In this theoretical paper, however, I argue that lurking beneath the surface of conversations surrounding the new era of teacher performance evaluation is a potent paradigm of performativity that has been rarely discussed. Originally identified by Lyotard (1979), performativity describes an approach to education that reorients schooling toward the competitive needs of the economy. In this “production” model, teachers are effective if they produce specified results—usually standardized test scores or equivalent outputs (Ball, 2003). Thus, performativity does not refer directly to accountability measures such as VAM-based teacher evaluation or rubric-based observation of practice.
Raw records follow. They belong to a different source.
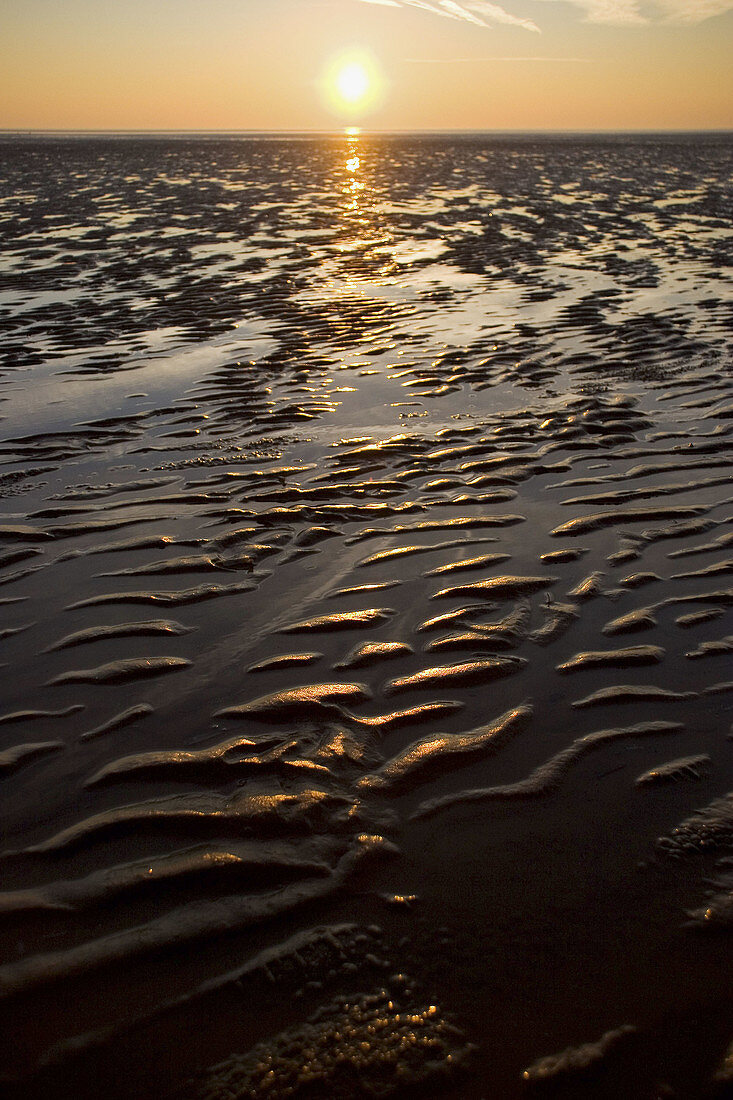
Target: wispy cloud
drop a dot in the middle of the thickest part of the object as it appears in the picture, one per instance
(693, 11)
(479, 12)
(619, 12)
(633, 12)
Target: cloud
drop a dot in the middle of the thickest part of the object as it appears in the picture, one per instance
(479, 12)
(620, 12)
(693, 11)
(630, 12)
(492, 11)
(616, 12)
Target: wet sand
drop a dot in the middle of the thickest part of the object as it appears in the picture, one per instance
(365, 618)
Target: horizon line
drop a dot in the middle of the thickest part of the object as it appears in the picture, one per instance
(29, 131)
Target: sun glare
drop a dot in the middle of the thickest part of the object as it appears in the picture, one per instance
(352, 85)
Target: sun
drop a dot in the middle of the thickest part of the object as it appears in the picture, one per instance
(352, 83)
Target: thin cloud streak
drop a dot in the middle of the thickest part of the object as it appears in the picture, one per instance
(479, 12)
(630, 13)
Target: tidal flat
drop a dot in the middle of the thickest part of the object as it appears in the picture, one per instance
(365, 619)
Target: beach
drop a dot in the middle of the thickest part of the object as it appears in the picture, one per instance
(365, 562)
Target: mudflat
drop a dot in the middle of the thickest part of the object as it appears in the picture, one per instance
(365, 563)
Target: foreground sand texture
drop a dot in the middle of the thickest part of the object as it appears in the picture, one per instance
(365, 576)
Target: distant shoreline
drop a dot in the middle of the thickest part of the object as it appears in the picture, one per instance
(339, 133)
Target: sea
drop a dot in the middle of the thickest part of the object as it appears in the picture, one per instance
(365, 633)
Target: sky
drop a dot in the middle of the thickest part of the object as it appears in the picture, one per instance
(419, 64)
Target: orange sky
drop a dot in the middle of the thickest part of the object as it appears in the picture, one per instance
(439, 64)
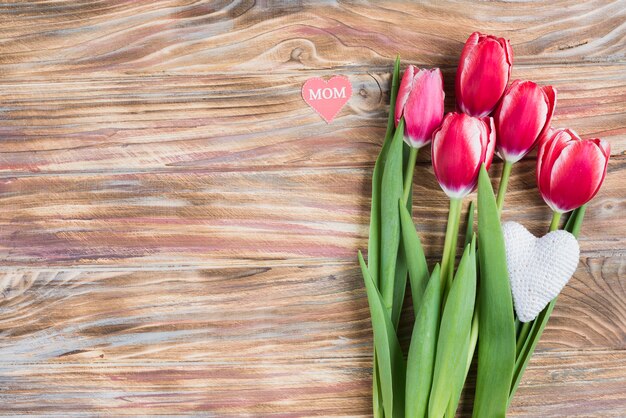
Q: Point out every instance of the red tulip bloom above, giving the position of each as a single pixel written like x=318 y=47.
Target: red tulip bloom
x=420 y=101
x=522 y=117
x=483 y=73
x=459 y=148
x=570 y=170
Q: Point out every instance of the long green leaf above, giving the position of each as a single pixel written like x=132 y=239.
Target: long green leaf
x=399 y=287
x=455 y=326
x=421 y=358
x=373 y=246
x=458 y=380
x=391 y=367
x=469 y=230
x=391 y=191
x=574 y=223
x=416 y=260
x=496 y=343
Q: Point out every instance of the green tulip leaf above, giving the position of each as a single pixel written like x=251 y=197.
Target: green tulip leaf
x=391 y=192
x=416 y=260
x=574 y=223
x=455 y=327
x=496 y=343
x=421 y=358
x=373 y=246
x=391 y=367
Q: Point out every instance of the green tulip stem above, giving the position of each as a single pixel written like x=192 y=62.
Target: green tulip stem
x=449 y=246
x=556 y=217
x=408 y=178
x=523 y=334
x=504 y=182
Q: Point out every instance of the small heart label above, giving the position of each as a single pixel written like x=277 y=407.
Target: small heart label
x=327 y=97
x=538 y=267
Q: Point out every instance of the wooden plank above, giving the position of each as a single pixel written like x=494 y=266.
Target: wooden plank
x=568 y=384
x=232 y=123
x=42 y=38
x=229 y=314
x=208 y=218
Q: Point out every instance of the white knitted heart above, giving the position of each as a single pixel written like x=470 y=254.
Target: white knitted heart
x=538 y=267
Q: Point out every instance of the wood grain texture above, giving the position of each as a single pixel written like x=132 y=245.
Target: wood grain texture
x=251 y=122
x=580 y=385
x=245 y=314
x=242 y=36
x=178 y=229
x=211 y=218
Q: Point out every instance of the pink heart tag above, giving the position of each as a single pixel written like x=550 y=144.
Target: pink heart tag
x=327 y=97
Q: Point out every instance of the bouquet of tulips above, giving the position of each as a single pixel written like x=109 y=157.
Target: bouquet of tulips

Rather, it is the broader paradigm that makes such decisions popular and alluring.
Performativity also tends toward “the reduction of all judgment to the criterion of efficiency of input-output relations” (Bartos, 1990), and shares the same underlying narrative as what has been termed New Public Management (NPM). Authors discussing NPM discuss it as the application of market theory and private sector management principles to the public sector, which includes public education (Tolofari, 2005). In both performativity and NPM, business sector principles are prioritized. This includes cost-cutting and efficiency, incentivizing achievement on performance targets, and close monitoring of performance. In education, performativity predicts that systems—such as schools—will increasingly emphasize measuring outputs (i.e., test scores) but fail to acknowledge or value “bigger picture” goals (i.e., engagement in learning, transferable thinking skills) (Mintrop & Sunderman, 2013).
In the present philosophical inquiry, I seek to answer the following questions: (a) What characterizes the current performative atmosphere in education? (b) How can performativity help the field of music education understand the dilemmas music teachers face? I use philosophical inquiry and a combination of real and imagined vignettes to interrogate performativity and NPM ideals as they relate to music teacher evaluation.
I find that performativity can serve as a lens to understand specific waves of accountability. In addition, I analyze the seduction and dangers of performativity. Finally, I argue that performativity presents music teachers have limited options. They may accept the logic of the accountability exercise, resist overtly, or--most likely--resist covertly through fabrication (Ball, 2003; Mintrop & Sunderman, 2013). This paper holds possible significance for music educators. Without understanding the performativity movement, it is impossible to fully understand the myriad changes to teacher accountability systems in schools.